Where the sole trustee is a foreign resident and the trust is controlled and managed outside of Australia, the trust is not a resident trust estate for Australian taxation purposes.

In your case, upon the death of the deceased, the property transferred to the non-resident trustee who manages the estate outside of Australia. Under section 128-15 of the ITAA 1997 any capital gain or loss made on this transfer is disregarded.
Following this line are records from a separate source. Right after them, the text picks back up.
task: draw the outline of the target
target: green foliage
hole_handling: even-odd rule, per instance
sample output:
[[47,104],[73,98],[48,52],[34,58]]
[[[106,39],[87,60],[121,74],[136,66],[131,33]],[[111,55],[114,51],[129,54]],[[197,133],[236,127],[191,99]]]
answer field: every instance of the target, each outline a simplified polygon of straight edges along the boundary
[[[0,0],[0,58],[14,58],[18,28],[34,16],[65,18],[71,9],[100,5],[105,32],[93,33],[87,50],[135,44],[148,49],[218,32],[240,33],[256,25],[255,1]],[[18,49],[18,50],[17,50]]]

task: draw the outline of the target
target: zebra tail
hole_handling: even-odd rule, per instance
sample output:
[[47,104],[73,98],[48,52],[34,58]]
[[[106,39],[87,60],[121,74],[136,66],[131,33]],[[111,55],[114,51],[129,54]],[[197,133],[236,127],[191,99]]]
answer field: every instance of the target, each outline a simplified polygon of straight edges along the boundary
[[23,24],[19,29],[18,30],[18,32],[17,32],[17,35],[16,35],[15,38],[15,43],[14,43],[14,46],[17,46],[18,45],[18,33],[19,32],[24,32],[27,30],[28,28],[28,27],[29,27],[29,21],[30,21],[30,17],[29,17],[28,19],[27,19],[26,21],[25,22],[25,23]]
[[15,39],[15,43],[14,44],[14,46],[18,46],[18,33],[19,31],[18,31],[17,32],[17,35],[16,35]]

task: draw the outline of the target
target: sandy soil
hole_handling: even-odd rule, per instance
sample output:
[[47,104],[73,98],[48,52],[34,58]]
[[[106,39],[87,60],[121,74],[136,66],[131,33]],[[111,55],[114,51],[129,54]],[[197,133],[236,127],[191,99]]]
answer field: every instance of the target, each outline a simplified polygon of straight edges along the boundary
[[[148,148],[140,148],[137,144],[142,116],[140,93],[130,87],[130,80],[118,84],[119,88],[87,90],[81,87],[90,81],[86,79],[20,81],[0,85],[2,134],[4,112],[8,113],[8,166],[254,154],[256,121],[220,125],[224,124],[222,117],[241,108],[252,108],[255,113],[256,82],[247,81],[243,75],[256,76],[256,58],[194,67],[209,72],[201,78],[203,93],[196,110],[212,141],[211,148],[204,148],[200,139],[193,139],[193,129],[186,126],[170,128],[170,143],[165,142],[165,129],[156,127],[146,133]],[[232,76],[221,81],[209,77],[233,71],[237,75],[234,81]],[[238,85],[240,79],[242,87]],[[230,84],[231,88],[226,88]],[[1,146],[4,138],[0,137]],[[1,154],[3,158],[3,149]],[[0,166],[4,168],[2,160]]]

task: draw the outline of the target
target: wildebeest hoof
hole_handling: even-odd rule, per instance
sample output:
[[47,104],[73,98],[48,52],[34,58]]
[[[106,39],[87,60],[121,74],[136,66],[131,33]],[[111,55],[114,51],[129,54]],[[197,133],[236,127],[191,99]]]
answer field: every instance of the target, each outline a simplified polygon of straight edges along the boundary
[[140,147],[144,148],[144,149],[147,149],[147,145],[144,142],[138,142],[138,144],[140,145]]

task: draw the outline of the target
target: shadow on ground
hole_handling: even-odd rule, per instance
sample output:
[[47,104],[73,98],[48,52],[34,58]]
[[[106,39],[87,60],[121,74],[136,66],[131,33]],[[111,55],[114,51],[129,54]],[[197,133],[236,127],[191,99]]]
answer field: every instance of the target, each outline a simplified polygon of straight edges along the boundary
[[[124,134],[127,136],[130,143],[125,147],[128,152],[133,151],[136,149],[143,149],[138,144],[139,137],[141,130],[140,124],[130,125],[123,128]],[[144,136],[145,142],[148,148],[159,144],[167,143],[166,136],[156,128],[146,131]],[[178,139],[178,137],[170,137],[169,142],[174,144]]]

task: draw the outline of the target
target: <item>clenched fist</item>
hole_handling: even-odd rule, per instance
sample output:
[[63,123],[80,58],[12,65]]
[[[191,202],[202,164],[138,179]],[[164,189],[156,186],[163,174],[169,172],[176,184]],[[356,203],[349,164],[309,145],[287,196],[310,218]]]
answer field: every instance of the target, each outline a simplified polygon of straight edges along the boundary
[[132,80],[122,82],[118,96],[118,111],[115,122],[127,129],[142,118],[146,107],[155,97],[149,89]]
The property is now held by the non-resident trustee on behalf of the non-resident trust estate.

The vendor will need to lodge a tax return and claim a credit for the withheld amount taken from their sale proceeds, declare any capital gain from the disposal of the asset (or declaring an amount of '0' if there is no capital gain or there was a capital loss).

A credit for the amount withheld for foreign resident capital gains is applicable to the year the contract was signed.

A credit may be refunded in the relevant tax return if they don't have to pay capital gains tax on the sale of the property (for example, because it was a main residence).

In your case, the Foreign Resident Capital Gains Withholding Purchaser payment notifications (PPN) rests against the non-resident trustee. The trustee can apply for credit of the withholding, and additional information should accompany the lodgement confirming the trustee of the intestacy and the relevant PPN lodgement receipt numbers.